ICterra’s share of effort on AI is mostly framed around the fields of Radiology and Oncology. At this very stage, the abundance of clinical, imaging data and quantification with radiomics diversify the problems to be focused on and approaches to be adopted [1]. In particular, analysis and smart algorithms to be built on screening data are somewhat immune from the tornado of elements that bring critical comments to the AI ​​perspective. When it comes to medical screening, one of the prominent radiological modality that comes to mind is mammography (nowadays, operated digitally as Full Field Digital Mammography (FFDM)).

It is now an undisputed fact that breast cancer is the most common type of cancer in women and, unfortunately, it ranks first among cancer-related mortality in women [2]. According to authorities such as American Cancer Society and American College of Radiology, women aged 40-44 should have the option to begin their breast cancer screening with mammograms, while women above the age of 45 should get them annually, even if they are deemed as asymptomatic. Considering on this scale, the operational burden of the work based on incidence is quite tremendous. And from a data scientific point of view, this extent would accumulate into high volumes of mammograms and make the problem in question eligible to be handled with the popular “deep learning” paradigm, especially as the images are labelled quite diligently to provide evidence to critical interventions and oncology medications [3]. It should also be be noted that; a significant number of cases may be missed or misdiagnosed due to morphological variation and low signal-to-noise ratio [4].

Based on these critical points, ICterra has taken the scientific and technical mission of developing a solution that would relieve the workforce based on Radiology expertise under usual and extraordinary (eg. covid-19 pandemic) care routines and would aim to reduce the possible false positive / negative rates by increasing the sensitivity of anomaly detection in mammograms. The underlying methodology relies on state of the art image processing and deep learning approaches for mammographies and is based on a grand-scale dataset aggregated in collaboration with one of the prominent radiology departments in national academia. Therefore, this project is part of the data-science pipeline for a realistic use of AI-enabled clinical decision support in ICterra with an understanding that endeavours are by no means complete but rather an absolute work in progress.
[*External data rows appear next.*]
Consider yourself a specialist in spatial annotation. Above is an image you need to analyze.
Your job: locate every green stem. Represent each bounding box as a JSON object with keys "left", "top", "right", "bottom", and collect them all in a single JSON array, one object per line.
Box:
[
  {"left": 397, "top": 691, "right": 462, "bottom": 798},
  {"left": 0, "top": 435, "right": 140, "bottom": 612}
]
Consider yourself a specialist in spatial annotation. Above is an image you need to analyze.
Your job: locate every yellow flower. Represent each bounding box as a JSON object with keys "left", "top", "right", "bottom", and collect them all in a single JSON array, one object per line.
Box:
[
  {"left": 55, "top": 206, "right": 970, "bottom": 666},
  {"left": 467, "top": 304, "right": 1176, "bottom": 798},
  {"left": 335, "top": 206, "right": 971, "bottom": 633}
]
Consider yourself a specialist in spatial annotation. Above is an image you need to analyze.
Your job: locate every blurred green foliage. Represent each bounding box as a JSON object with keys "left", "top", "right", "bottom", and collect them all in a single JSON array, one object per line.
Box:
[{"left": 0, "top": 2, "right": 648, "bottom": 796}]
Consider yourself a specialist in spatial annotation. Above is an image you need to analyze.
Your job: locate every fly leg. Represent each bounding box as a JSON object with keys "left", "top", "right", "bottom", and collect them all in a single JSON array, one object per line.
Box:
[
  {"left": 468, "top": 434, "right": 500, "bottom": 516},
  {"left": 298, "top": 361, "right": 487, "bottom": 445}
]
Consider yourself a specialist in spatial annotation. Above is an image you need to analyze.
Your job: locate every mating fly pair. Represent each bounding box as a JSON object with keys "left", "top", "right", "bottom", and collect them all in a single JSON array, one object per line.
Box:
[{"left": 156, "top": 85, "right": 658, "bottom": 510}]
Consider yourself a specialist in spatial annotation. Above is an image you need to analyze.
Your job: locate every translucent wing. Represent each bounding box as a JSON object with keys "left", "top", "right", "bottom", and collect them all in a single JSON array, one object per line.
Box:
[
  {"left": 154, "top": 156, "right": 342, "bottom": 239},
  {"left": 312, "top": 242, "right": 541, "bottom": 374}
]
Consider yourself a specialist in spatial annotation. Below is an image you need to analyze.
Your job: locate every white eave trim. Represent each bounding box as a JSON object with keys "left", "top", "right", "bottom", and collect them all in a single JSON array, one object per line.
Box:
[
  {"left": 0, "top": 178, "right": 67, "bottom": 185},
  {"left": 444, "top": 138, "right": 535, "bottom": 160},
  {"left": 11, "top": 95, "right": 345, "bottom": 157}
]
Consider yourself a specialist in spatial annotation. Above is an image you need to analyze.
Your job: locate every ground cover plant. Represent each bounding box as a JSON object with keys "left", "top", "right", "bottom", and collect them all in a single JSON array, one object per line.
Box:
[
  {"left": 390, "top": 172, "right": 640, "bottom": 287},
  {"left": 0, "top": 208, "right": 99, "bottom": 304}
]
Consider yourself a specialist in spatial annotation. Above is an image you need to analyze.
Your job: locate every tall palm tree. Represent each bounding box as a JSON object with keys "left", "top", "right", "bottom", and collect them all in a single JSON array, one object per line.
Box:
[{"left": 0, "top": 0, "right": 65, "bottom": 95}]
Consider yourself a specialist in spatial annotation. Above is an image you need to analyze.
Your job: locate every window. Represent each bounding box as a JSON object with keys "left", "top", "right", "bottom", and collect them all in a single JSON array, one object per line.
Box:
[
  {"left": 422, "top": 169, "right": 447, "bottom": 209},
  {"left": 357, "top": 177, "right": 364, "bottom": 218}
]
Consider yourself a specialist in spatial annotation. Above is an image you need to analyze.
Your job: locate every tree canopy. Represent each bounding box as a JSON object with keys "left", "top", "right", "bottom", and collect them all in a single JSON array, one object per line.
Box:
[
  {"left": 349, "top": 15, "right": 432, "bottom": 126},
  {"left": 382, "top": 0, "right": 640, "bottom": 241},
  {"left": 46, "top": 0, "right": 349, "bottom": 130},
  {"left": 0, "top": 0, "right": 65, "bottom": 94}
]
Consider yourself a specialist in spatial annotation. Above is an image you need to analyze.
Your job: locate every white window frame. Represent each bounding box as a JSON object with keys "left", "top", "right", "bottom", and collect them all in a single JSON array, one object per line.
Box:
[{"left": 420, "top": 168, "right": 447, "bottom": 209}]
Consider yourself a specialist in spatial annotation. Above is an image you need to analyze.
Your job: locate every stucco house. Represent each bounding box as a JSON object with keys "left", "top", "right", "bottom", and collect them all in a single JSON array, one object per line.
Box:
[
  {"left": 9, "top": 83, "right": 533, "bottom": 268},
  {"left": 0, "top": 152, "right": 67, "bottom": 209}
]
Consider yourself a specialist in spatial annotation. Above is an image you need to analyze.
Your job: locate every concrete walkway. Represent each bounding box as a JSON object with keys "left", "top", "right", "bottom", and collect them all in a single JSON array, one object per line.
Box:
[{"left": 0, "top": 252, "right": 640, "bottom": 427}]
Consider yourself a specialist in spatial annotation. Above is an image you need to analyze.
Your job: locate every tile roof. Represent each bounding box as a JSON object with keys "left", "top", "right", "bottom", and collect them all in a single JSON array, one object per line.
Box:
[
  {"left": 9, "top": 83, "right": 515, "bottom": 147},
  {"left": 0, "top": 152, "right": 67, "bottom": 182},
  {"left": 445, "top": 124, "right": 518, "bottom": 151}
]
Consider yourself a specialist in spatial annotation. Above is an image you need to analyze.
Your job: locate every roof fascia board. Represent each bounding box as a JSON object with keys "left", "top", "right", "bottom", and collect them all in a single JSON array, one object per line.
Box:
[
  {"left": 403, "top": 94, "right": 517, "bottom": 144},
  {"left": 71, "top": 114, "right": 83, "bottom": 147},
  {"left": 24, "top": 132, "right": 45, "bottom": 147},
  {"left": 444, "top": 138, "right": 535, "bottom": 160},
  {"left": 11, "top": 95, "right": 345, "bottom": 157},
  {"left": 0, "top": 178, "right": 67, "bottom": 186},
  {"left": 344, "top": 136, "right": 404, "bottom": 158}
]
[1] Mao, N., Yin, P., Wang, Q., Liu, M., Dong, J., Zhang, X., … & Hong, N. (2019). Added value of radiomics on mammography for breast cancer diagnosis: a feasibility study. Journal of the American College of Radiology16(4), 485-491.

[2] Azamjah, N., Soltan-Zadeh, Y., & Zayeri, F. (2019). Global trend of breast cancer mortality rate: a 25-year study. Asian Pacific journal of cancer prevention: APJCP20(7), 2015.

[3] McKinney, S. M., Sieniek, M., Godbole, V., Godwin, J., Antropova, N., Ashrafian, H., … & Etemadi, M. (2020). International evaluation of an AI system for breast cancer screening. Nature, 577(7788), 89-94.

[4] Hubbard, R. A., Kerlikowske, K., Flowers, C. I., Yankaskas, B. C., Zhu, W., & Miglioretti, D. L. (2011). Cumulative probability of false-positive recall or biopsy recommendation after 10 years of screening mammography: a cohort study. Annals of internal medicine, 155(8), 481-492.